Large cap stocks like Apple Inc. (NASDAQ:AAPL), Facebook Inc (NASDAQ:FB), and Alphabet Inc (NASDAQ:GOOGL) enjoy one of the weirdest periods in the history of the stock market. Historically, small-cap stocks outperformed large-cap stocks by an average of about five percentage points per year. In fact, “size effect” was the first major anomaly that was identified and incorporated asset pricing models.
Last two years technology stocks have been defying this conventional wisdom. Investors believed bigger is better and pushed the prices of large-cap technology companies like Apple, Facebook Inc (NASDAQ:FB) and Alphabet Inc (NASDAQ:GOOGL) to record highs. At one point Carl Icahn predicted that Apple Inc. (NASDAQ:AAPL), a hardware company, will reach a market valuation of $1.5 trillion. Today, Alphabet practically has the same valuation as Apple. Facebook and Alphabet, both advertising companies, have a combined valuation approaching $1 trillion. William Randolph Hearst must be turning in his grave.
Today, I am at one of the biggest hedge fund conferences in the world: Skybridge Alternatives (SALT) Conference. Hedge funds failed to outperform the market since 2008 and the alpha generated by the industry as a whole has been declining. Yet, hedge funds collectively manage 50% more money compared to 2008. Traditional investors like Warren Buffett, who used to invest in media and newspaper stocks don’t understand the tech industry. Warren Buffett also don’t understand the growth and sustainability of the hedge fund industry. Hedge funds and Apple, Alphabet Inc (NASDAQ:GOOGL), and Facebook have something in common: market capacity. Let me start with Apple and explain what I mean.

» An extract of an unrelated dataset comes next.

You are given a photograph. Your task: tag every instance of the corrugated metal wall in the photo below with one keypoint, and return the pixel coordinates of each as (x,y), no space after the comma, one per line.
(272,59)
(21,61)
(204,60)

Last July I was invited to CNBC Asia as a guest to talk about my bearish stance on Apple Inc. (NASDAQ:AAPL). The stock was trading above $130 when they contacted me. Let me be clear. They didn’t contact me because I am this tech guru with a crystal ball who can foresee the future. They contacted me because there weren’t a lot of investors who were bearish on the stock. Apple was flying high and most market prognosticators were taking the “safe” route and predicting that Apple will keep growing for the foreseeable future.